Please vote to ban the sale of marijuana in any form within the city limits of Grand Junction.
Bill Pitts
Grand Junction


Social Security doesn’t
affect current budget problems

Let’s hope Congress is serious about cutting out waste, duplication and ineffective programs in their search for cutting the deficit, as The Daily Sentinel’s March 9 editorial urges. But the editorial carries mixed messages.
At the top of the things mentioned is Social Security. Social Security has to be revised, minimally, in the future but it has nothing to do with our current budgetary woes. That is, unless your objective is to damage the biggest single benefit to the American public that has been enacted in the last hundred years.
It is true that Social Security revenue doesn’t, for the first time, cover current payments. But what about all the money that has been put in over the years and has been put into a trust fund comprised of government securities? Like all other government securities, the money realized has been spent on current operational expenses, to be paid back over the years.
Does the editorial imply that those securities be defaulted now, instead of being paid back, so that a part of our national debt be “corrected” with the burden being shouldered by all those who have been paying into the system?
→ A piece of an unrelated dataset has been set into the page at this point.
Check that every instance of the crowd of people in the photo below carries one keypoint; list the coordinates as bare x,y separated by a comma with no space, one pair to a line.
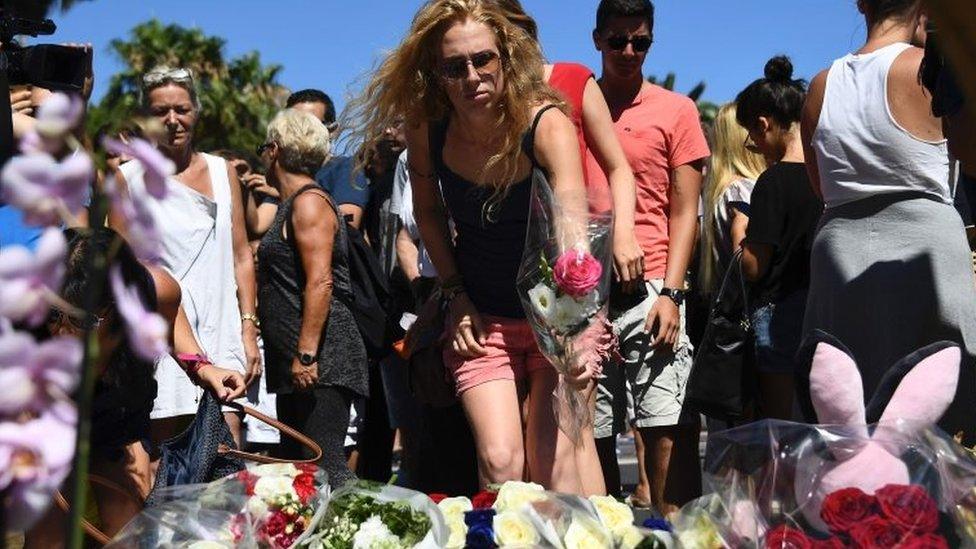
307,283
Is the implication that Social Security be modified so that current and future recipients be shortchanged on their expectations that the money paid in will be forthcoming? Is it more important to repay securities held by Chinese and American financial interests than those held on behalf of working Americans as a financial safety net?
Maybe the mention of Social Security was just a reiteration of what has become common rhetoric, but all that is necessary is a small increase in contribution levels and an increase in the level of income requiring a contribution, neither of which has an impact on the current deficit. Unless robbed, Social Security is solvent for another 20 plus years, minimum.